Viele Ex-Muslime leben hier in Abschottung. Ihre Hoffnungen auf den Westen schlagen schnell in tiefe Enttäuschung um, wenn sie merken, dass religiöse Migranten in Medien und Politik mehr Aufmerksamkeit bekommen als Menschen, die die Werte des Westens ohne Überredung angenommen haben. Und genau das suchte Taleb A. Mit seiner lauten und unausgewogenen Islamkritik wollte er mehr öffentliche Aufmerksamkeit.

Als er diese nicht bekam, versuchte er es mit Copycat Crime. Er blickte zurück und sah, wie Islamisten in der Vergangenheit größtmögliche Aufmerksamkeit bekamen und fand nichts Besseres als das Attentat auf dem Berliner Breitscheidplatz 2017. Er kopierte die Tat in Magdeburg, damit endlich die ganze Welt ihn und seine kruden Verschwörungstheorien kennt.

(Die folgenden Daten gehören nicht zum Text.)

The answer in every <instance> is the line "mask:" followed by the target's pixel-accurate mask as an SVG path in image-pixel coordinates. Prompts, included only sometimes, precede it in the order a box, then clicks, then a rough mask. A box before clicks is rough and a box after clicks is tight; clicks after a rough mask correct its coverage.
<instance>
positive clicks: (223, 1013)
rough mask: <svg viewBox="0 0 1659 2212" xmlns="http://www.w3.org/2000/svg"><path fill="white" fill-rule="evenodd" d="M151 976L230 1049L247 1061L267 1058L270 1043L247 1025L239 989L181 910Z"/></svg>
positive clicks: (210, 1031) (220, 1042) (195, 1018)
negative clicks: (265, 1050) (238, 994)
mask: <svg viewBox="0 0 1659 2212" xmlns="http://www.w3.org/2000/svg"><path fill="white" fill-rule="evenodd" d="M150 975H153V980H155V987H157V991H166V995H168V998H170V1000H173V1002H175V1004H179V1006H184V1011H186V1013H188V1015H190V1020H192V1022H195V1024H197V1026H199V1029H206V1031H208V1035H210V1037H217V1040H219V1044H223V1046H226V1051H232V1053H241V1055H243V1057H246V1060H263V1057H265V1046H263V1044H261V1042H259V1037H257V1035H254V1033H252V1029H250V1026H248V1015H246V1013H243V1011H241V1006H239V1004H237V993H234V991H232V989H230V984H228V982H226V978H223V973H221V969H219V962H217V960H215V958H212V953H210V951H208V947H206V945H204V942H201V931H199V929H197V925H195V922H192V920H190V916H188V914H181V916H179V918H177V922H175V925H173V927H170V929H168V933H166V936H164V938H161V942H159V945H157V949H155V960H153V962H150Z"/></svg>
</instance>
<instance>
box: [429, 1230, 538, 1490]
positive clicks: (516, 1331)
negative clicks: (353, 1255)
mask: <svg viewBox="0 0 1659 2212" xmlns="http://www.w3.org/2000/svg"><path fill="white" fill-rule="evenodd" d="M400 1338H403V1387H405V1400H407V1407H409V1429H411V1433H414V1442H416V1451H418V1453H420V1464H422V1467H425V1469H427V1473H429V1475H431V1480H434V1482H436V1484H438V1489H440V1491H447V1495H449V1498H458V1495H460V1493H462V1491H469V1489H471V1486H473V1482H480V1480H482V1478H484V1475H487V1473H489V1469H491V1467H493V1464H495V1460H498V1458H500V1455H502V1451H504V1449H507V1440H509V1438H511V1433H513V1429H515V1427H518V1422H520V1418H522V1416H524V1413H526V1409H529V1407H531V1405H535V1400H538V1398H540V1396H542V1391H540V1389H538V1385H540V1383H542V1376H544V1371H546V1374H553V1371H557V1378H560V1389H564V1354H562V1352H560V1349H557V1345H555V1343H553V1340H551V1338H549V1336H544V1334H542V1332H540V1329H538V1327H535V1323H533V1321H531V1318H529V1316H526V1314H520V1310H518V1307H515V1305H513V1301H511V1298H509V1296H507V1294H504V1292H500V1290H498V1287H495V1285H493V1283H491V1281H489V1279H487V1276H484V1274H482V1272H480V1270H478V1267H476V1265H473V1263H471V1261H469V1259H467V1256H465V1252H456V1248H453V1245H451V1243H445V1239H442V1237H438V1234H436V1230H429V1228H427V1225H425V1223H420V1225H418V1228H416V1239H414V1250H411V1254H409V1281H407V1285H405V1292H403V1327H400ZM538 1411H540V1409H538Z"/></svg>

Die abscheuliche Tat in Magdeburg eignet sich nicht für politische Grabenkämpfe

So schmerzlich der Anschlag von Magdeburg war, so viel Aufmerksamkeit darf der Täter nicht bekommen. Diese abscheuliche Tat eignet sich auch nicht für politische Grabenkämpfe zwischen Rechts und Links. Der Täter steht weder für Muslime noch für Atheisten. Er hat seine Tat nicht begangen, weil er rechts oder links war, sondern weil er mit seiner eigenen Verwirrung und mit den Zumutungen der Freiheit nicht zurechtgekommen ist.

Ja, die Freiheit ist ein mühseliges Geschäft, und ja, sie hat ihren Preis. Ein Preis der Freiheit ist, dass man in einer offenen Gesellschaft solche Taten nicht immer vorhersehen oder verhindern kann. Ja, wir haben viele Probleme in der Migrations- und Asylpolitik. Ja, wir müssen gegen Islamismus, Rechtsextremismus und Linksextremismus kämpfen, aber die Tat von Magdeburg eignet sich nicht dazu, all diese Themen aufzufächern. Es gilt, was wir nach jedem solchen Anschlag tun müssen: Einen kühlen Kopf bewahren, wachsam bleiben und uns unsere Freiheit und Lebensfreude nicht nehmen lassen!